Soludo, who had led other candidates after results of 17 local governments were declared by the Independent National Electoral Commission (INEC) after Saturday’s election, was eventually declared winner of the poll by the electoral body after Tuesday’s election in Ihiala Local Government.
Election in Ihiala could not hold on Saturday, promoting INEC to initially declare the outcome inconclusive. The election was eventually held on Tuesday.
Announcing the results in the early hours of Wednesday, INEC returning officer, Professor Florence Obi, said Prof Soludo polled a total of 112,229 votes to defeat his closest rival, Mr. Valentine Ozigbo of the Peoples Democratic Party (PDP) who scored 53, 807 to emerge second.
Senator Andy Uba of the All Progressives Congress (APC) candidate got a total of 43,285 votes to emerge the third position.
The returning officer said that Soludo won in 19 out of the 21 Local Government Areas of the State.
She listed the local governments where Mr Soludo won to include; Dunukofia, Awka South, Oyi, Anaocha, Ayamelum, Anambra East, Idemili South and Onitsha South.
The returning officer who is also the vice chancellor of the University of Calabar also stated that the APGA candidate also won in Njikoka, Orumba South, Onitsha North, Idemili North, Ekwusigo, Aguata, and Nnewi South, Orumba North and Ihiala Local Government Areas.
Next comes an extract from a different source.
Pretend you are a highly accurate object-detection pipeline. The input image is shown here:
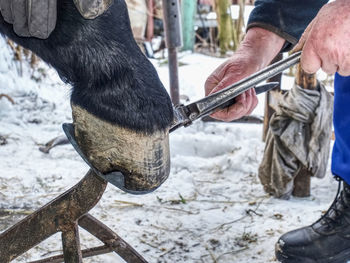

The PDP candidate won in Ogbaru with 3,445 votes, APGA scored second while APC came third in the same council.
Senator Ifeanyi Uba of the Young Progressive Party (YPP) won in his home Local Government, Nnewi North in spite of coming a distant fourth in the overall score card with 21,261 votes.
“Prof. Chukwuma Soludo having scored the highest number of valid votes was declared winner of the election,” Ms Obi declared.
Ms Obi said that total number of valid votes was 241,523, while 8,108 were void.
She had earlier had earlier stated that Anambra with a total number of 2,466,638 registered voters only had a total of 253, 388 accredited voters for the election which began on Nov. 6 and was extended to Nov.9, 2021.
Soludo, 61, who was the governor of the Central Bank of Nigeria (CBN) between 2004 and 2009, has meanwhile dedicated his victory to policemen killed by gunmen during his town hall meeting in Aguata, while thanking Anambra people for the confidence reposed in him.
“Let me say with utmost humility and gratitude to God, I accept the results of the 2021 Anambra Governorship Election as declared by INEC. And this reflects the supreme will of the Almighty God and an overwhelming sacred mandate of the people…This is a divine journey whose time has come,” Soludo said in his acceptance speech.
“The election itself tested the integrity of our federal institutions. Many times there were tensions, especially as one party boasted that it must take or ‘conquer’ but the judiciary stood for the integrity of the judiciary,” he added.
He thanked the incumbent governor of the state, Willie Obiano and the President Muhammadu Buhari, among others, and promised to deliver the dividends of democracy to the people of the state while extending an olive branch to his contenders in the race.
Soludo is expected to be sworn into office next March after the expiration of the two-term tenure of Obiano, who is also of the All Progressives Grand Alliance.
Prof Soludo was born on July 28, 1960 and hails from Isuofia, Aguata Local Government Area of Anambra State. He succeeds Willie Obiano as the governor of the state.
For the former CBN governor, it’s years of strategic work paying off. Having, as PDP candidate, failed in his bid to beat Peter Obi, Chief Obiano’s successor in the February 6, 2010 governorship election, coming third on the occasion behind Obi and Dr. Chris Ngige, then candidate of the Action Congress of Nigeria (ACN), he must have realised it would be nearly impossible to topple APGA in Anambra, stooped, and eventually defected to the party.
In 2017, when Obiano sought reelection, he threw his weight behind the governor, resisting the urge to contest, especially given that it was only proper for Obiano’s zone, the Anambra North Senatorial Zone to complete its eight-year term.
His support for Obiano, brought the two men close, to the point that long before APGA held its primary election earlier this year, there was little doubt that the governor would back him to emerge candidate. And once he did, he became a clear favourite to win the poll.
The APGA platform, and Obiano’s support has eventually proved critical, ensuring that he did not meet same fate that befall him in 2010.